Having earned his Bachelor of Law from the Central Madrid University, Ossorio y Gallardo won great prestige as a lawyer and writer in the early twentieth century, with works such as "The Soul of the Toga" and "Divorce in civil marriage". He chaired the Royal Academy of Jurisprudence and Legislation and was the chairman of the Ateneo de Madrid cultural society in 1923–1924.

==Political career==
Ossorio was elected local councillor in Madrid in 1902. A year later, he became a congressional deputy for the Caspe district in the Zaragoza province under the banner of the Conservative Party. He would serve nine terms representing the district.

===Governor===
He was appointed civil governor of the province of Barcelona in January, 1907, becoming the highest central government figure in the region. In July, 1909 a series of riots and strikes broke out in Barcelona as a result of a mandatory military draft, which culminated in the events called Tragic Week. Ossorio was opposed to sending troops to quell the disturbances, but then the central government in Madrid proclaimed martial law. As a result, Ossorio resigned the office and had to be evacuated by ship. His experiences during these tragic events were reflected in his work in Barcelona, July 1909 (1910).

===Minister===

He served as Minister of Development between 15 April and 20 July 1919 in the government of Antonio Maura.

===Legislator===
In 1922, Ossorio y Gallardo was one of the founders of the Partido Social Popular, a Christian Democratic party with strong conservative roots. In 1923, he did not run for reelection and left the Spanish congress. A few months later, when General Primo de Rivera staged a coup, he temporarily left politics.
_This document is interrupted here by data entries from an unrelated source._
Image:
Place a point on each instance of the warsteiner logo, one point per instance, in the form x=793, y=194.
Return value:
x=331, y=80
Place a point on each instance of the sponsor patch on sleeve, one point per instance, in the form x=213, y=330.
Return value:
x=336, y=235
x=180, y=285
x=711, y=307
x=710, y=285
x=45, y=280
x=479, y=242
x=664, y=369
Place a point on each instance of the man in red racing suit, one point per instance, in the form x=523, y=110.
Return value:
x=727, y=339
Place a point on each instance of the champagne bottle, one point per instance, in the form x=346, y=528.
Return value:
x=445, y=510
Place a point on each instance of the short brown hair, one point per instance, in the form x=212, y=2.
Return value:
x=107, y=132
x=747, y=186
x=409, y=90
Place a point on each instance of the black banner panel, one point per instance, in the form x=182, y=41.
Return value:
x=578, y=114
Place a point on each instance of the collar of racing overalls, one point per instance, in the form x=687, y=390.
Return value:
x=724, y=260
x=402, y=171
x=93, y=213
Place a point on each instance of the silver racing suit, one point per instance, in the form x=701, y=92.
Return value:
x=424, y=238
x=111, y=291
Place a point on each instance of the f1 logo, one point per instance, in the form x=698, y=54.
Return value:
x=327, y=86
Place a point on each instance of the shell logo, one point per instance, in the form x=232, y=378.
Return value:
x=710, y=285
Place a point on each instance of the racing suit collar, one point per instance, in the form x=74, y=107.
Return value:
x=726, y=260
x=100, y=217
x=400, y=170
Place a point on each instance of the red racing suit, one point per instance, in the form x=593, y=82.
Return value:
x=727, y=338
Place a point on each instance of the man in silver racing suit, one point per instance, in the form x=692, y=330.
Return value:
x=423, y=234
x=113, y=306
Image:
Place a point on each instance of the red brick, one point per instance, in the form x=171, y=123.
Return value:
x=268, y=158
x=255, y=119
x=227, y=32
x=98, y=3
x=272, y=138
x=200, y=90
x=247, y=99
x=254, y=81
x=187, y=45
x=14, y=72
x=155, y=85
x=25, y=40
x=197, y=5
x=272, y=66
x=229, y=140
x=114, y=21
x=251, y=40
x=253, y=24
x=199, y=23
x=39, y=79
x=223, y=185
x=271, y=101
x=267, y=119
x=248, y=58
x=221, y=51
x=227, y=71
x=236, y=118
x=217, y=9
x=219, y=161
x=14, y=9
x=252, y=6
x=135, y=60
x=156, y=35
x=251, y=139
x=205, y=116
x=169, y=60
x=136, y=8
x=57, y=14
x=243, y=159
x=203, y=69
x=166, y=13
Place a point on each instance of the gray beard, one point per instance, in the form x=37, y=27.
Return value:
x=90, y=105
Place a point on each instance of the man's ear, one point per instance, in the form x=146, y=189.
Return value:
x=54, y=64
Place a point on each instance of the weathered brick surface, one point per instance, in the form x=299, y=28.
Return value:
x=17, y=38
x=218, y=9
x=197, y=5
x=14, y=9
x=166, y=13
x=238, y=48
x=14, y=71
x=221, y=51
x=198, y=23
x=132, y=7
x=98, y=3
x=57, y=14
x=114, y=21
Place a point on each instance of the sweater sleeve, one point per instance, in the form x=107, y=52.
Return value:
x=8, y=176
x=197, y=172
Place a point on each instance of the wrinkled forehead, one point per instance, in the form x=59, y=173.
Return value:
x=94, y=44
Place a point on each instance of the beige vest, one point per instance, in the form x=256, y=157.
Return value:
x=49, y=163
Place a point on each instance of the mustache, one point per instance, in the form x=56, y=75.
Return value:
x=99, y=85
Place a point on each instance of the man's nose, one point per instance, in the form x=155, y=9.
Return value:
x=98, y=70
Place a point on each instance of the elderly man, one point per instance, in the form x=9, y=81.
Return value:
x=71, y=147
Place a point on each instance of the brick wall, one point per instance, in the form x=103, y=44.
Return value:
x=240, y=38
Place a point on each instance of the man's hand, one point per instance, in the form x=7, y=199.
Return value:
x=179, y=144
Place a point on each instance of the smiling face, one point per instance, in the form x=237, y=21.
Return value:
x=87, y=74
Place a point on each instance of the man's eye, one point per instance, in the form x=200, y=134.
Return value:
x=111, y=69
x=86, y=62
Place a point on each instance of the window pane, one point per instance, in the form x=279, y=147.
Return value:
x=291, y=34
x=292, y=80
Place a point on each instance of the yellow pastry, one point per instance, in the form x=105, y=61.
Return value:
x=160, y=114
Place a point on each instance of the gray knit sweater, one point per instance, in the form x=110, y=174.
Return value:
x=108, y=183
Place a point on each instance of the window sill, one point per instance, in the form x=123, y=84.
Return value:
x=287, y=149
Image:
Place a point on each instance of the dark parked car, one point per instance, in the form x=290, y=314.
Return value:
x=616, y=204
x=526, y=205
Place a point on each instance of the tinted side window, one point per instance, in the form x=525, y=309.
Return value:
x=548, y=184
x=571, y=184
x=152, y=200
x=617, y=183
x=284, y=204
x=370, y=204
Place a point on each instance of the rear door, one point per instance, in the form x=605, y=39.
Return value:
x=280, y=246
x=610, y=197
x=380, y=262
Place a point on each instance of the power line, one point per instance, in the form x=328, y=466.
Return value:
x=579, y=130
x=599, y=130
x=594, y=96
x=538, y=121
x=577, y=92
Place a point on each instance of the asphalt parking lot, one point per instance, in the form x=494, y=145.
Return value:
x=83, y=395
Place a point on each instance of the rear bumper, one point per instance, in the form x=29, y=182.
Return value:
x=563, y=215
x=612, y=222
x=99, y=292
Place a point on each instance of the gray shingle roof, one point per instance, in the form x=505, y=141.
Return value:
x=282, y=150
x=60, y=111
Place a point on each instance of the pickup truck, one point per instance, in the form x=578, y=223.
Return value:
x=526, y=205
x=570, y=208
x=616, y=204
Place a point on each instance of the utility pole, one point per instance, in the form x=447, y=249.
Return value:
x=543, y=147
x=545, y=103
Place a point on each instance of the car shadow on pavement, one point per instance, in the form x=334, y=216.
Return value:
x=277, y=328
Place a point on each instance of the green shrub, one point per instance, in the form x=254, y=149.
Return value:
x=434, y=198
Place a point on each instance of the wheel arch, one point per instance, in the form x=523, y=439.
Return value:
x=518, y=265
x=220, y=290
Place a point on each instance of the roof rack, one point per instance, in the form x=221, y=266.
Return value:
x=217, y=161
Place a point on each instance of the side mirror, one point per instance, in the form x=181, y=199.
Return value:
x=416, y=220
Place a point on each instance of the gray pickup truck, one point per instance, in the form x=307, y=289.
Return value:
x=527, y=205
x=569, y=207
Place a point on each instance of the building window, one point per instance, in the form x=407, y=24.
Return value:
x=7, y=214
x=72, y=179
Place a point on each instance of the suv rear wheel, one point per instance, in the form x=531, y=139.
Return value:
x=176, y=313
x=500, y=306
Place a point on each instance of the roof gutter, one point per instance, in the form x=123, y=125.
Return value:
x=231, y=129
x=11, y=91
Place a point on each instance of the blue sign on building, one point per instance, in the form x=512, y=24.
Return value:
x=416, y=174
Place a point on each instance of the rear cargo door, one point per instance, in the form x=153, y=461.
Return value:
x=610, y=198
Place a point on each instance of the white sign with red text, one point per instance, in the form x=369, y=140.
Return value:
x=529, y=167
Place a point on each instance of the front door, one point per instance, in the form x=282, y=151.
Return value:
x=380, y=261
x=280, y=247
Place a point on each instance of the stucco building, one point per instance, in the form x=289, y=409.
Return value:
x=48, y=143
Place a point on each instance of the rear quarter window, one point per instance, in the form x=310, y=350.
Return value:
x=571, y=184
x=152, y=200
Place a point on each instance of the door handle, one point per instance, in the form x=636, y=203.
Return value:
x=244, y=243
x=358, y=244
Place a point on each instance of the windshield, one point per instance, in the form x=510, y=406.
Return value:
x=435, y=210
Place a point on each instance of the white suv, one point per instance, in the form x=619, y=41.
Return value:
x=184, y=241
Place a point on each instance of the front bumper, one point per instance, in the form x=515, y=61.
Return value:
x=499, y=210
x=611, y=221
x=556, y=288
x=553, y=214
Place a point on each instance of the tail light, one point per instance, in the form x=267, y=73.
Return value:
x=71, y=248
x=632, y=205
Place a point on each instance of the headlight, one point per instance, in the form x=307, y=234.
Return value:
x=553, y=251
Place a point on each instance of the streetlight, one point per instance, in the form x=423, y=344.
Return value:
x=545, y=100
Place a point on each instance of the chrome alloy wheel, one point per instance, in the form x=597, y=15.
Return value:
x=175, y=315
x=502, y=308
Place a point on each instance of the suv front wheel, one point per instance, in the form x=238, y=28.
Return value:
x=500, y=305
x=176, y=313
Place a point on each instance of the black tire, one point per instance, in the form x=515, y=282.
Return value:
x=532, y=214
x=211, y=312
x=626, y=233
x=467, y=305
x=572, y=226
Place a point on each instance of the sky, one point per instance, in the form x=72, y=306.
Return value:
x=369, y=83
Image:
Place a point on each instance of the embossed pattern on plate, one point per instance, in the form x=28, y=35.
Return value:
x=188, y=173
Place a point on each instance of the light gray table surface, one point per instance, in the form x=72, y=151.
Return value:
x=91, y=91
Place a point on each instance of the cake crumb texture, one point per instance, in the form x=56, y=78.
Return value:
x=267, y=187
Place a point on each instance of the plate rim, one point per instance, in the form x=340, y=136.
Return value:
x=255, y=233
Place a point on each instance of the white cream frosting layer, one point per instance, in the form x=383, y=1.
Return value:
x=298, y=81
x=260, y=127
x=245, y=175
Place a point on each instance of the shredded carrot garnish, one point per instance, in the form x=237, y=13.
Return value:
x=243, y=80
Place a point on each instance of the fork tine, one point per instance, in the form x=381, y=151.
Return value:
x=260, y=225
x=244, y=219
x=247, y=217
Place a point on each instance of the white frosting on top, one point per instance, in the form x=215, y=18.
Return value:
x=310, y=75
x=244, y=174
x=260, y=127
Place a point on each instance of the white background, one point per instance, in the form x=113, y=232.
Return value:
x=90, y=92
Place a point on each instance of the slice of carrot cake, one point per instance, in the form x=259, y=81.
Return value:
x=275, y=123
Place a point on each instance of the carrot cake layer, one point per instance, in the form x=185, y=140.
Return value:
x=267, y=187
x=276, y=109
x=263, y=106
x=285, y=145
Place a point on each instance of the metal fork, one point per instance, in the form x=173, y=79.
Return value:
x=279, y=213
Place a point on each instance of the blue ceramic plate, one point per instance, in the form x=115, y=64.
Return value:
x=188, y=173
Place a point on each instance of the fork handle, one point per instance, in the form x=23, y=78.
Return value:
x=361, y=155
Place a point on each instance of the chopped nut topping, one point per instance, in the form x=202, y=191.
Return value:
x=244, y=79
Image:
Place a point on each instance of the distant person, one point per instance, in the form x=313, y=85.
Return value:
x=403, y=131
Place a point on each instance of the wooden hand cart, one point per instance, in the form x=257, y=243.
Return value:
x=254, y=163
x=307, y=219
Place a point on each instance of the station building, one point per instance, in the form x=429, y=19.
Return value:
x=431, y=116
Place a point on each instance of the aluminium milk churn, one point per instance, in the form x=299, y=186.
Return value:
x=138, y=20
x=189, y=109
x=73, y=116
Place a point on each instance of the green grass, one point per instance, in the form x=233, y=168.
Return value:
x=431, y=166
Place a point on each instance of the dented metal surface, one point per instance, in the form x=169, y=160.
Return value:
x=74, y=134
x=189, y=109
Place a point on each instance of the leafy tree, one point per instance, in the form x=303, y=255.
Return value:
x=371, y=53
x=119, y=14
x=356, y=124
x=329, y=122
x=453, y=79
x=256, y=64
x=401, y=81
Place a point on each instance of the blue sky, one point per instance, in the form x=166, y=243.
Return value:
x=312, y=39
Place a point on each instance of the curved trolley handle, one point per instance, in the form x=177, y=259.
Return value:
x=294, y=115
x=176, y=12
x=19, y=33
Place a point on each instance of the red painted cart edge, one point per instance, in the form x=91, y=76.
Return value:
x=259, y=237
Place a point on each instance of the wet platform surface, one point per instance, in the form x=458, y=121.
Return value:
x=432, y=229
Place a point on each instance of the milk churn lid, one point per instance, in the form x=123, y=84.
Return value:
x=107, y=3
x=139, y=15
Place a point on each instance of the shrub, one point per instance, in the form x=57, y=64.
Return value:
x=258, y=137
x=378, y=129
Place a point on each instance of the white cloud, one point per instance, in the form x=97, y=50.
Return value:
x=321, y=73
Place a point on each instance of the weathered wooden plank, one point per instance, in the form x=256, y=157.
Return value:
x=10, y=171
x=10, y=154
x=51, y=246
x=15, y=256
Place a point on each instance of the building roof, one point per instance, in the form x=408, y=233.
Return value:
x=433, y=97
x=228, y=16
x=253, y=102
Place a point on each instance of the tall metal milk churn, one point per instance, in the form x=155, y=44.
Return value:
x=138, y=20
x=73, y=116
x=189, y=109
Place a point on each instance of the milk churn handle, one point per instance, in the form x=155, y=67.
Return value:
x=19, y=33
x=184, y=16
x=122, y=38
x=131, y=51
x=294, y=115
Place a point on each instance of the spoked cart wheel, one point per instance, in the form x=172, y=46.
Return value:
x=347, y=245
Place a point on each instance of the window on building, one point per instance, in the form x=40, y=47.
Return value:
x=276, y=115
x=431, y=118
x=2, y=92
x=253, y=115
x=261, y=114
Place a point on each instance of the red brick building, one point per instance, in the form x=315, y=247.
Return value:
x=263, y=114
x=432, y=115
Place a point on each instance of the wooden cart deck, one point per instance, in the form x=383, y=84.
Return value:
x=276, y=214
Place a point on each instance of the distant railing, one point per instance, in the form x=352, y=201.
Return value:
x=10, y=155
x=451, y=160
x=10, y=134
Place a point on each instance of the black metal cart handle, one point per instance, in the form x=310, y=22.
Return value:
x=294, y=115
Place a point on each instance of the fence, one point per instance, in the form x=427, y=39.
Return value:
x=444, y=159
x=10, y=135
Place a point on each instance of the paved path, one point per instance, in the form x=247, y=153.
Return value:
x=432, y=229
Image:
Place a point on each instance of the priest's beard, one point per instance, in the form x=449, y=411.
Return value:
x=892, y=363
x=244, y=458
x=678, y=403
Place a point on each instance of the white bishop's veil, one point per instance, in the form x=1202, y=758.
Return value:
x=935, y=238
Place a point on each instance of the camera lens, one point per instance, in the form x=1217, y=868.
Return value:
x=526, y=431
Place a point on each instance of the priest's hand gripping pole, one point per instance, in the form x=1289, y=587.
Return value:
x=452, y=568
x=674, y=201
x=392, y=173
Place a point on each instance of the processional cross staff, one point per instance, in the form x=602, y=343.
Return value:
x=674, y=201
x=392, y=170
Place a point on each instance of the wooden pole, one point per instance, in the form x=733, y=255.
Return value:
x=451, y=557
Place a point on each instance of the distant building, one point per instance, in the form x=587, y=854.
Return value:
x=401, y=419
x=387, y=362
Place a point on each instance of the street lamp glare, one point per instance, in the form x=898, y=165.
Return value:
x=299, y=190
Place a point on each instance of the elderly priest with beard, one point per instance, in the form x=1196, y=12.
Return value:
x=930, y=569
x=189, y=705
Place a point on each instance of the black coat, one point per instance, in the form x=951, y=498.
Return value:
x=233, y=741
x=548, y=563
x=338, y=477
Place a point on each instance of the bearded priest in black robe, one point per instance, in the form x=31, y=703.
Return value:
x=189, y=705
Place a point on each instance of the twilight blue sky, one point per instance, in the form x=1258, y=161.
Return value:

Once the Spanish Second Spanish Republic was proclaimed, Ossorio broke with many of his conservative and clerical correligionaries, in support of the new regime. He was once again elected to congress for the last time, in June 1931, under the Monarchist Without a King at the Service of the Republic (Monárquico sin Rey al servicio de la República).

===Ambassador===

After the outbreak of the Spanish Civil War in 1936 he was named ambassador to France, Belgium and Argentina, where he would exile himself at the end of the war and where he would die.

==Author==

He is the author of works such as History of Catalan political thought during the war of Spain with France (1913), The Soul of Toga (1919) and Life and Sacrifice of Companys (1943).

His personal archive is located in the Pavelló de la República CRAI Library - University of Barcelona . It consists of his private correspondence, newspaper articles, and news clippings, among other documents.